Comparing our results to a large population based study in the US,19 the CACS reported in our study were significantly higher compared with those in the US. There are several explanations for these findings, most importantly that our patients are considered at higher risk compared to published data. In our subjects, the prevalence of diabetes, hypertension, hypercholesterolemia, and obesity is 42%, 62%, 54%, and 60%, respectively. Obviously, the prevalence of CAD risk factors in our patients is remarkably higher compared with North Americans. The prevalence of hypertension (26%)24 and diabetes (22%) are higher in Saudi Arabia.25 Generally, CAD is multifactorial and other etiologies could explain this major difference in CACS among the two groups. In addition to higher CAD risk factors, genetic factors have not been yet well characterized, and there are other environmental factors, life style factors, dietary habits, and lack of physical exercise.

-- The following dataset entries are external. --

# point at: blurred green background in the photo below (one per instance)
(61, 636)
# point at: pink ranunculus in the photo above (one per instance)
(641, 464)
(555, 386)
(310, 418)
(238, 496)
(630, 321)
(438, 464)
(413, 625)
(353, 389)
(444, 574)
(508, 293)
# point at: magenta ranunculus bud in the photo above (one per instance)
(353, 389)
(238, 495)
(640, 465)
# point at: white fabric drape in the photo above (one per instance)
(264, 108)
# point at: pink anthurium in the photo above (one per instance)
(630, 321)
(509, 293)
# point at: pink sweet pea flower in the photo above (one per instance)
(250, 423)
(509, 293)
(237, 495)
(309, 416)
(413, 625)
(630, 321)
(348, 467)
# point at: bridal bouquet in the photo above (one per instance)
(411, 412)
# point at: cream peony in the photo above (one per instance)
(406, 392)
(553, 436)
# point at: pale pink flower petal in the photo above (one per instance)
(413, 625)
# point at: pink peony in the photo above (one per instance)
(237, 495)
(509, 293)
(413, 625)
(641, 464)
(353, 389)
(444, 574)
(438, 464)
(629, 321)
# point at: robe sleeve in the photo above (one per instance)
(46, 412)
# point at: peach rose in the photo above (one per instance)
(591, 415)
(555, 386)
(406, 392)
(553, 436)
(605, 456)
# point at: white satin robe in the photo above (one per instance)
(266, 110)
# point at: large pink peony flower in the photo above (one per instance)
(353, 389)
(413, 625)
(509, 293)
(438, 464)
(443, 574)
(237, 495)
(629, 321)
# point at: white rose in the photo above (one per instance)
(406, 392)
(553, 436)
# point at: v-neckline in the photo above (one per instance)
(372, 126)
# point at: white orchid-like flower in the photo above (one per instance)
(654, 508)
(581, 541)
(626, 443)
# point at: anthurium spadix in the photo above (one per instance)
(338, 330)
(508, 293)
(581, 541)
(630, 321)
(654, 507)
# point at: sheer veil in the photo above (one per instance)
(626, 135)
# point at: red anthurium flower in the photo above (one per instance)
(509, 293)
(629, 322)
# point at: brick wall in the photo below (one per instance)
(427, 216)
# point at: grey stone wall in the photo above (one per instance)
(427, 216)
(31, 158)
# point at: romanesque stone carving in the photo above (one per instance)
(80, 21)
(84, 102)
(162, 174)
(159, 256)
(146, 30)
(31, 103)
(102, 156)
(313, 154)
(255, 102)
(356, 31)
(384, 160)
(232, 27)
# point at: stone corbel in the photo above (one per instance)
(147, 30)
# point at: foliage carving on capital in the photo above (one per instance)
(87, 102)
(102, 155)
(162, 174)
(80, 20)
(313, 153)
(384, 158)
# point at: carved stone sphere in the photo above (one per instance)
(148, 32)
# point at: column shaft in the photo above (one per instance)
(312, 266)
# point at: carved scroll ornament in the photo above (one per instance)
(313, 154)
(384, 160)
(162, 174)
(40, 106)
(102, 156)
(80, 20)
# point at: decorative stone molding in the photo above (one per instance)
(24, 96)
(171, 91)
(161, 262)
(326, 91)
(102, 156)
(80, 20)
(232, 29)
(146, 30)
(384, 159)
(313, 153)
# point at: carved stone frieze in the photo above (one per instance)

Using multivariate analysis, the age and presence of diabetes were the only predictors of severity of CAC. It is well known that conventional risk factors do correlate with CACS,26 even though CACS is superior to conventional risk factors in predicting outcome. Postmenopausal women (majority of our study population) are a striking example of the inability of conventional risk factors analysis to predict the presence or absence of atherosclerosis. A prior study showed no difference in any lipid parameters or in the Framingham risk score between post-menopausal women with and without calcified plaques.27 Most recently, a multicenter and multicountry registry showed that CT angiography provides incremental prognostic utility for prediction of mortality and nonfatal myocardial infarction for asymptomatic individuals with moderately high CACS, but not for lower or higher CACS.28

Study limitations

Several factors may affect interpretation of the results of this study. First, the data was obtained from a single tertiary care center with a high prevalence of CAD risk factors; therefore, a potential bias due to sample collection might have had an adverse effect on the validity of the result. Secondly, questionnaire-based demographics was not obtained from the patients as the study was retrospective. Third, the study sample was relatively small compared with published data; a large sample study in the future is warranted to overcome this limitation.

CONCLUSION

This was the first population-based study of CACS in women in Saudi Arabia. CACS percentiles were significantly higher when compared with international data. The application of available published percentiles to a local population was not applicable and underestimates the severity of subclinical atherosclerosis. Convectional risk-factor analysis is not an optimum strategy to identify women at risk for CAD. CACS may have a major impact on CAD risk stratification, prevention, and treatment of CAD, a leading cause of death in females. A large local population-based study is warranted to establish local CACS percentiles for a better understanding CAD diagnosis, prevention and treatment.